Victims of domestic violence – including those that have been killed or maimed by their partners – are people that had at one time been abused but they suffered quietly, perhaps hoping that their partners would change with time.
Some endure domestic violence for the sake of their children, while others do so for economic security, or to avoid the unfair divorcee tag from judgemental members of society.
Normally, a spouse will not become abusive or sexually immoral overnight, indicators are there even in courtship but most of us choose to ignore them hoping things would get better in marriage.
Even then, having had made a mistake in the past is no reason to succumb to an abusive marriage and condemn yourself to a life of endless abuse.
Not that am a divorce advocate, but the fact is, current happenings among married couples seem to suggest that some marriages are a death trap.
Quite alright, divorce is a bad thing and actually God says he hates divorce (Malachi 2:16).

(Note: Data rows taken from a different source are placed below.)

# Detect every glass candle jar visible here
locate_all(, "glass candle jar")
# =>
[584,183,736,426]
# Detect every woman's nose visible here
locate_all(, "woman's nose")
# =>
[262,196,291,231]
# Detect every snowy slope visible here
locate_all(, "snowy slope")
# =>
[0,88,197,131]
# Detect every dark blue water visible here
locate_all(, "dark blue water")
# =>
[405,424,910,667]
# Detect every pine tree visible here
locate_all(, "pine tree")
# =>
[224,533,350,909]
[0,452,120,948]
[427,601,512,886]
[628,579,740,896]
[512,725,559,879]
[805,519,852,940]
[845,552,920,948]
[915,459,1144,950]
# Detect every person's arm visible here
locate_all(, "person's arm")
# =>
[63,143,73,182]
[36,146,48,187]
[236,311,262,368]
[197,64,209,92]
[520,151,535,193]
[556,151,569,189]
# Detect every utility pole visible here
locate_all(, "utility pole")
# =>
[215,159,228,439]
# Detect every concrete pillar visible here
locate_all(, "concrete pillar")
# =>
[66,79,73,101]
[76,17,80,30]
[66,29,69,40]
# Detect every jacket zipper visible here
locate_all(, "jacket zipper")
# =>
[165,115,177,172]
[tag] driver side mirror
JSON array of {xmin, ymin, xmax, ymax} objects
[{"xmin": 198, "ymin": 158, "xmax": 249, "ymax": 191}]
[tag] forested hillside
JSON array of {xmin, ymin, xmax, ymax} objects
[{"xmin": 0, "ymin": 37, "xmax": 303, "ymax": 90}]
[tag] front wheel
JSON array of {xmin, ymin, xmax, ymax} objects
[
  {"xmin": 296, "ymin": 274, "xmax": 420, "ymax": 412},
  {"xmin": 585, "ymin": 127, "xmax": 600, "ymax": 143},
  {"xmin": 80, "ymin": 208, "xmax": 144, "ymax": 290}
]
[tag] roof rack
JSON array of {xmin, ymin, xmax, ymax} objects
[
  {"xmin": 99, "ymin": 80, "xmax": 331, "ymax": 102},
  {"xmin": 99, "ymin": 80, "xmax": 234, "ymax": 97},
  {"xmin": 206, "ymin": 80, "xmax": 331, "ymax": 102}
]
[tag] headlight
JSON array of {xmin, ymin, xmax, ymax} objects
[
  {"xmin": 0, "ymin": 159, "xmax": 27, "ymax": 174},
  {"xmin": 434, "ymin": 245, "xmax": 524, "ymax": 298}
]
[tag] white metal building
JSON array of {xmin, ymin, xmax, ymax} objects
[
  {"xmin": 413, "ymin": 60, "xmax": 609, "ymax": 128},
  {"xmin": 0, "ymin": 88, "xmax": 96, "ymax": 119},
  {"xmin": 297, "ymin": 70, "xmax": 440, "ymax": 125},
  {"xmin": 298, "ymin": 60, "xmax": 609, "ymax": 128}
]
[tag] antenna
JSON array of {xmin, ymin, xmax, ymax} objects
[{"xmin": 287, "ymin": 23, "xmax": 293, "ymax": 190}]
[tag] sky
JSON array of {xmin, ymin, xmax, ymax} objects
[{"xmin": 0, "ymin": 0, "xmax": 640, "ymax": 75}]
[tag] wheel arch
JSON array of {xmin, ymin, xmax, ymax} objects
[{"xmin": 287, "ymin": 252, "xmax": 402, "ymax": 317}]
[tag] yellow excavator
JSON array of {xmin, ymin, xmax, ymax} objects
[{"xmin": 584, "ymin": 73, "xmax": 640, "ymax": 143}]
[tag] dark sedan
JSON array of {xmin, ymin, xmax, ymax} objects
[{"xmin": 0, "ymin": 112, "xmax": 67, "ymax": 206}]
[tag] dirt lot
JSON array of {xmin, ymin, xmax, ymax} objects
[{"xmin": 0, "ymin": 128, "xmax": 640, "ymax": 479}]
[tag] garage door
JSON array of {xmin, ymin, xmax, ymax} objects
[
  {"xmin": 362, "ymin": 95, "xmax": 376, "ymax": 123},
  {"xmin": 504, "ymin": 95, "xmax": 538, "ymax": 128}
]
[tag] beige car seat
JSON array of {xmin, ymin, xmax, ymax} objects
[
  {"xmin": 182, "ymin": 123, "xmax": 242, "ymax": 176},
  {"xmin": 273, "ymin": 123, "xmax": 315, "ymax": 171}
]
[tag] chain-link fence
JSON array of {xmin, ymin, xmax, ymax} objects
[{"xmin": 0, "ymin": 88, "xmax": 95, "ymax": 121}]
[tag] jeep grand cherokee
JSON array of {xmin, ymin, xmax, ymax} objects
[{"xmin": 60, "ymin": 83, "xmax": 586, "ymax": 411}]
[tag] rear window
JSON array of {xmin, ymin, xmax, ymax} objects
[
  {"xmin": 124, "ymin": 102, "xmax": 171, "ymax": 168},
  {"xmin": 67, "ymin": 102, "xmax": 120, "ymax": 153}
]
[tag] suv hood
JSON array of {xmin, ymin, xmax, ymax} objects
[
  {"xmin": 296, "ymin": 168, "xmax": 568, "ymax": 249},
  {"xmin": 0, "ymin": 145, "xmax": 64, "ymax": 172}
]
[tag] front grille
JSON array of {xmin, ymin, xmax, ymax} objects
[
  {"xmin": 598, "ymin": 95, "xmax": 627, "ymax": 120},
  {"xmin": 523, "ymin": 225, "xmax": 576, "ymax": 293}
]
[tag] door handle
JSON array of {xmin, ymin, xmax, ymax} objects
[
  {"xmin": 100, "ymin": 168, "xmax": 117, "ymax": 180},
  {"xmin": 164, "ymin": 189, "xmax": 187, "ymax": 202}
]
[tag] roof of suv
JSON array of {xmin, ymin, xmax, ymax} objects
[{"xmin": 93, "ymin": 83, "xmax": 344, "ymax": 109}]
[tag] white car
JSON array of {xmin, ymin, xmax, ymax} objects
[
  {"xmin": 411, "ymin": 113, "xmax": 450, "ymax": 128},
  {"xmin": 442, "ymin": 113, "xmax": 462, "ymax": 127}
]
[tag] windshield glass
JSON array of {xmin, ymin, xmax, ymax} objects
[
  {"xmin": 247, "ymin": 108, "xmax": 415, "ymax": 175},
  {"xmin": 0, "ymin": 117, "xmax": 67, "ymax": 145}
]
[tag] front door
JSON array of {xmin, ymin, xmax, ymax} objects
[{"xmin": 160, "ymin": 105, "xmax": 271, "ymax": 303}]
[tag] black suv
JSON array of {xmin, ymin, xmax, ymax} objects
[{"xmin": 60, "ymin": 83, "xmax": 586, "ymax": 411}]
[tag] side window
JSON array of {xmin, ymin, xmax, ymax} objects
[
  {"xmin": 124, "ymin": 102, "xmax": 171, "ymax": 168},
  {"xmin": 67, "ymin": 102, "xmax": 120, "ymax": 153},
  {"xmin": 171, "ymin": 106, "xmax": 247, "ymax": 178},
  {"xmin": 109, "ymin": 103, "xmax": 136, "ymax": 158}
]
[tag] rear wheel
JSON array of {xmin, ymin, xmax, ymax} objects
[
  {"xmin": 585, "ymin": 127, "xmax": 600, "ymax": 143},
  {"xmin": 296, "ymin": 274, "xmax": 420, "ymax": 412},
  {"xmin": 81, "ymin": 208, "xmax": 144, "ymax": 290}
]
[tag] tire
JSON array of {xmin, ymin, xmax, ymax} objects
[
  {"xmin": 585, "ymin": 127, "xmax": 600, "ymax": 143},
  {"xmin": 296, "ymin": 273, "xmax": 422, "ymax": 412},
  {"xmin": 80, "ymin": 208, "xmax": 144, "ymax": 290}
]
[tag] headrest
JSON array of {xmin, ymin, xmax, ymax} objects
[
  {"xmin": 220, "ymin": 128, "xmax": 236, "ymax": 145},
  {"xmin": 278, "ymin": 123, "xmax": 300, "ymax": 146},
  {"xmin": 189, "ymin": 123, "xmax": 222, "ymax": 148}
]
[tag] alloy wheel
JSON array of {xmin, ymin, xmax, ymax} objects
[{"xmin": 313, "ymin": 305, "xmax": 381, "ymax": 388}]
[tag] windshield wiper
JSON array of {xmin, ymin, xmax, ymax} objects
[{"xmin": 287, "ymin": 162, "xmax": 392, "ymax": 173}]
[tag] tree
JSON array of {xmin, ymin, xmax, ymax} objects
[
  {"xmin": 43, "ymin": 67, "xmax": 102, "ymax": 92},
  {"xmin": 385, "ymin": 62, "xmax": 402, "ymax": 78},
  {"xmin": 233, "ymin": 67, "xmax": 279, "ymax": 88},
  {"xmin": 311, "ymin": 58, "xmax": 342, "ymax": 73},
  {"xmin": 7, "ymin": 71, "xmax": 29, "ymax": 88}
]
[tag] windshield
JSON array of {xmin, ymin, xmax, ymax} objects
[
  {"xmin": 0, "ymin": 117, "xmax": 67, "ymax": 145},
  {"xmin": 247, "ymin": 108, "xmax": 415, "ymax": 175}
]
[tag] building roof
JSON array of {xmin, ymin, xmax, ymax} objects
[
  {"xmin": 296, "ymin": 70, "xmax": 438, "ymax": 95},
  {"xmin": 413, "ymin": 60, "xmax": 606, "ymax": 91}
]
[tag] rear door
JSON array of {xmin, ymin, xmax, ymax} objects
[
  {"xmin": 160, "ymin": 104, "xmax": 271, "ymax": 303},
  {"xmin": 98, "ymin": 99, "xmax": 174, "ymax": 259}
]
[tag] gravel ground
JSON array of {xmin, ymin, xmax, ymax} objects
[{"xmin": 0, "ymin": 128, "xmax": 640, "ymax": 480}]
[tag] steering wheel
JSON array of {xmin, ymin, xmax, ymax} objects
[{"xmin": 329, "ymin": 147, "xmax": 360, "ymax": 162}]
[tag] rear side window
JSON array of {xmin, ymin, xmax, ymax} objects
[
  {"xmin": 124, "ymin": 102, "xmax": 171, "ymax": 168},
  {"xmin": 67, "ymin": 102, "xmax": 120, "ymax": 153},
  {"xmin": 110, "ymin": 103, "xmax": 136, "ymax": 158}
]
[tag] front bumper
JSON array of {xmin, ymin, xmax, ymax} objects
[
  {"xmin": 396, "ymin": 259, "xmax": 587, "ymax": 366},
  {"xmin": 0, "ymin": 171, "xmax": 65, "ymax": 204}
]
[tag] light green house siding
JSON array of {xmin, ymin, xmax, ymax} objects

His idea is that couples should live together until separated by death.
In God’s design for marriage, a couple can only divorce when one commits adultery (Matthew 5:32: 19:9) or when one is abandoned by an unbelieving spouse on account of their faith in Christ (1Corinthian 7:15).
In my view, to live together till death parts them, a couple should love each other, forgive each other, be faithful to each other and of course live in harmony, though differences cannot be completely ruled out.
Divorce comes in because in our human nature, we fail to observe God’s prescribed rules of marriage.
The point is, people want to play double standards by wanting to continue enjoying the fruits of marriage without following the covenant rules.
When infidelity comes in or spouse battering creeps in with the offending party showing no signs of reforming, a couple is better off separating than sticking in there and later adding to the death statistics.
What is better separating, and seeking help or suffering quietly and putting your life and sometimes your children’s lives at risk?
When the ‘red flag’ is raised, it is better to keep a distance from an abusive partner, and possibly withdrawing children too if you are dealing with a nutty spouse.
In some of the bizarre incidences of homicide, we have heard of some estranged spouses killing children before taking their own lives.
So if you are dealing with a spouse who has made attempts on your life or exhibited strange violent behaviour, it’s better that children are separated from him or her, if need be, by an order of the court.
Apart from domestic violence, infidelity and suspicion of being cheated on by one’s spouse are common reasons for bizarre spouse killings.
Where infidelity is the cause of marital disharmony, biblically speaking, one is at liberty to call it quits if the pill is too bitter to swallow.
Forgiving a cheating spouse should be a matter of choice and those who can’t forgive should peacefully separate from their spouses.
Evangelical Fellowship of Zambia director Pukuta Mwanza is right to say that divorce is a lesser evil than murdering a spouse.
“If you can’t agree with your partner, it is better to part ways. Divorce is a lesser evil compared to murdering your friend,” Reverend Mwanza told the Sunday Mail last week,
In my view, if you can’t forgive an adulterous spouse, let him or her go.
There is no need to kill even if you catch them in the act because the consequences of taking the law into your own hands are quite tough.
What’s more, if there are children involved, they will suffer more when they are deprived of parental care by the death of one parent and imprisonment of another.
It’s better to call it quits and allow your broken heart to mend than go to jail. There is a place for healing in every broken heart especially if one seeks help from professional counsellors.